Leading US magazine questions why it has proven so difficult to build a Holocaust Memorial in London

Lee Harpin is the Jewish News's political editor

Proposed design of Westminster Holocaust Memorial in Victoria Tower Gardens
Proposed design of Westminster Holocaust Memorial in Victoria Tower Gardens

One of the leading supporters of a Holocaust Memorial and Learning Centre being built in Westminster has predicted the long-promised project will be built in 2027.

Lord Eric Pickles – co-chair of the advisory board overseeing the building of the memorial – told the influential American magazine The New Yorker that while work on the memorial had paused while new laws made their way through Parliament he was confident new planning would allow the memorial to go ahead.

Pickles claimed there was a campaign of misinformation being spread about the likely impact of the Memorial and Learning Centre, telling the magazine:”“We are subject to either people thinking we’re going to go super-woke, or they think we are going to go imperial, triumphant.

“And we are not. We are not going to do either.”

 

Lord Pickles speaking at a Conservative Friends of Israel parliamentary reception

The Conservative peer and commentator Daniel Finkelstein said he also supported the need  for a striking national monument next to the Palace of Westminster to teach and remind future generations about the horror of the Shoah.

The alternative to not building a memorial, said Finkelstein, was to do “nothing.”

But he also told the magazine it was clear there was not “unanimous support” for the memorial within the Jewish community, but this was not uncommon in relation to many issues.

In an article headlined Why Is It So Hard to Build A Holocaust Memorial in London? Baroness Ruth Deech expressed strong criticism of the project.

She said:”“Everybody loves dead Jews, the living not so much. I think that sums it up.”

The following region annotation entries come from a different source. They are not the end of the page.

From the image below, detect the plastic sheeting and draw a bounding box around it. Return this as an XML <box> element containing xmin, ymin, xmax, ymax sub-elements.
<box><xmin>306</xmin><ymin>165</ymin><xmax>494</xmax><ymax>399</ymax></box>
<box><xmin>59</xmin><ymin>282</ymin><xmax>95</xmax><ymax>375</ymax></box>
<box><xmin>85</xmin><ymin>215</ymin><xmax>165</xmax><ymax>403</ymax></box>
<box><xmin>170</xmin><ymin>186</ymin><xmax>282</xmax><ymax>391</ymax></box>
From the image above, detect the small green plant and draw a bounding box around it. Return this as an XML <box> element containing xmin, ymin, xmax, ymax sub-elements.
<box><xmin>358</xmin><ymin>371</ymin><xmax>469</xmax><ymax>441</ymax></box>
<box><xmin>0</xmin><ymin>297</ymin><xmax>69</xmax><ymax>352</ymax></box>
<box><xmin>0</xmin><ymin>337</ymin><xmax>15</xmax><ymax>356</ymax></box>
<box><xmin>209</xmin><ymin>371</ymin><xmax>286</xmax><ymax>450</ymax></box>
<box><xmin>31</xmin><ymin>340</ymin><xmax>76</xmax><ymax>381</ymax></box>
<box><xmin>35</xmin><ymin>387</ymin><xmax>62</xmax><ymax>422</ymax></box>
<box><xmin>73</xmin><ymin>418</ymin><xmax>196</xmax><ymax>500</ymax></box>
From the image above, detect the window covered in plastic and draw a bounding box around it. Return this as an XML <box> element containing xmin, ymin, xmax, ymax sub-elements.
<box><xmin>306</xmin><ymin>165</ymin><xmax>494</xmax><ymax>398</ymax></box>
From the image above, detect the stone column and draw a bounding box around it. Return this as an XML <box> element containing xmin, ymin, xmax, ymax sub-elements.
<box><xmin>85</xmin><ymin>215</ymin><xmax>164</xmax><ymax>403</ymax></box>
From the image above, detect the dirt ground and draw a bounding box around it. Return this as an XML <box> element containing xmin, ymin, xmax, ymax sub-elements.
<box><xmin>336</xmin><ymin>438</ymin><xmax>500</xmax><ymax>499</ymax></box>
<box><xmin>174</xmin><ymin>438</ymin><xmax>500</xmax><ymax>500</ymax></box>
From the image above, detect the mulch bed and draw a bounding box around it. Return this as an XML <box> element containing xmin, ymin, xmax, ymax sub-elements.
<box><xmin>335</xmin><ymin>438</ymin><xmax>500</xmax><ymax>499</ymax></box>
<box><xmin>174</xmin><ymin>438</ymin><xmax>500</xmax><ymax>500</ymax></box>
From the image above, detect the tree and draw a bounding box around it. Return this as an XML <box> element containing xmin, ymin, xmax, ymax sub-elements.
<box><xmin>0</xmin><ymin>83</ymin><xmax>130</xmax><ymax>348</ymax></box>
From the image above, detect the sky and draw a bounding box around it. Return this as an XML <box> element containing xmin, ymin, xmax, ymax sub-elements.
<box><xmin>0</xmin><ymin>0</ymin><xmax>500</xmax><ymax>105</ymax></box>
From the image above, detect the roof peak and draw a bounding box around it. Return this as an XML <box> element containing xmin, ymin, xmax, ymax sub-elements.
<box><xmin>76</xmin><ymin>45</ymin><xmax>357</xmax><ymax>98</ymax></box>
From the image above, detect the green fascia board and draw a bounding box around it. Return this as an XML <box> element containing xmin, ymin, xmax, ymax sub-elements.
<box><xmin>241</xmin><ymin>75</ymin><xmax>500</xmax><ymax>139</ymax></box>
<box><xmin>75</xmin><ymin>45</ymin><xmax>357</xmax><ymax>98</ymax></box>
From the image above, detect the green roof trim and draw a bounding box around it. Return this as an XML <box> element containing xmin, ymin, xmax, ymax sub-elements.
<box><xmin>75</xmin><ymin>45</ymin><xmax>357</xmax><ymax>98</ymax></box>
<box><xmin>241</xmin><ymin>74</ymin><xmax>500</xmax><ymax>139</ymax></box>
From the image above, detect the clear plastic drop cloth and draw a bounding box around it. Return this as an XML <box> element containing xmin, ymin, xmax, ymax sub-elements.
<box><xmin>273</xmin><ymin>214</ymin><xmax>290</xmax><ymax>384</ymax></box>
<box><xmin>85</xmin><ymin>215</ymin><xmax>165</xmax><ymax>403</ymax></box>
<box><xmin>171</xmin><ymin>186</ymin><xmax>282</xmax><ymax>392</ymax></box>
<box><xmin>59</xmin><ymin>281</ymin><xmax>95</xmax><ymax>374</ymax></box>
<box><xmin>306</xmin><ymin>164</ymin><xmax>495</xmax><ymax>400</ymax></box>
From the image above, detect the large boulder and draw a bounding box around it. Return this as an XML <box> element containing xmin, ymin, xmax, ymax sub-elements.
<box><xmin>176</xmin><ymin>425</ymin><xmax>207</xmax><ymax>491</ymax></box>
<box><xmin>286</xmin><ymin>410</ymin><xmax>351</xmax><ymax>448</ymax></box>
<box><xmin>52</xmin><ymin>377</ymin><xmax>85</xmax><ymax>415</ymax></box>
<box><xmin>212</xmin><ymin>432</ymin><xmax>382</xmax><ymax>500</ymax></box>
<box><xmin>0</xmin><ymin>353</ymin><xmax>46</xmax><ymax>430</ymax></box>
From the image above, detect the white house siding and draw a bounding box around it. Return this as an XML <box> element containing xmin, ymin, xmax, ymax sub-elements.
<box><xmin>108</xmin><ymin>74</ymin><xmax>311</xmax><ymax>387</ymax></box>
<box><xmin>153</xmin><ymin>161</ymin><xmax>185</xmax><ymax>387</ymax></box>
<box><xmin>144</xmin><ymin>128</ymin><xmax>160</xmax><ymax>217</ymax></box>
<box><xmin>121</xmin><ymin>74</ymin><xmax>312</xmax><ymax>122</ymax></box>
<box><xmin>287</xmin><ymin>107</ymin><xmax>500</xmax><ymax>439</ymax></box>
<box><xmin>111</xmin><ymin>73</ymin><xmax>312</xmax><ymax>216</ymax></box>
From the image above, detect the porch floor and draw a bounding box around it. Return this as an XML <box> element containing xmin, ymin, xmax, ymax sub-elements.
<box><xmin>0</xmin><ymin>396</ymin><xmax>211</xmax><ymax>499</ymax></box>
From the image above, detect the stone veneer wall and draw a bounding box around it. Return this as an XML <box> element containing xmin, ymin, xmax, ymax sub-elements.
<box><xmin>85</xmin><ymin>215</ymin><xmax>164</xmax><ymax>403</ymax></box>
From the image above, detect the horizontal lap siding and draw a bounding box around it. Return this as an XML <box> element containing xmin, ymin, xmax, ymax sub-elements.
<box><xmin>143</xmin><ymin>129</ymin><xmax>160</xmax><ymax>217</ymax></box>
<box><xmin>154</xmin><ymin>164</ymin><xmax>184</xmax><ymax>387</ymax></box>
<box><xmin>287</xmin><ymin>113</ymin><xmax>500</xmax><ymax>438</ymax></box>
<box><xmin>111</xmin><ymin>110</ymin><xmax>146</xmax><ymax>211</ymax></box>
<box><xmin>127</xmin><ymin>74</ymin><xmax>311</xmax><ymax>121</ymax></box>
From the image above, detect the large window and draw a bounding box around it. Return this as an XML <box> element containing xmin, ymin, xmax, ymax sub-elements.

Louise Hyams, a Conservative councillor in Westminster, also told how the local planning committee had unanimously rejected the memorial because it was “too large, too imposing.”

She added:” It did not really, I think, get over the message that a Holocaust memorial should.”

The article noted how in 2026 a decade would have passed since the then PM David Cameron announced that the new structure would be built in Victoria Tower Gardens, close to the Houses of Parliament.

But it noted how the project has been beset by delays, legal challenges, rocketing costs, and complicated arguments in which several Holocaust survivors have themselves expressed opposition to the project.

Lord Pickles was asked when he believed the Memorial might finally be built, and he suggested his best guess was 2027.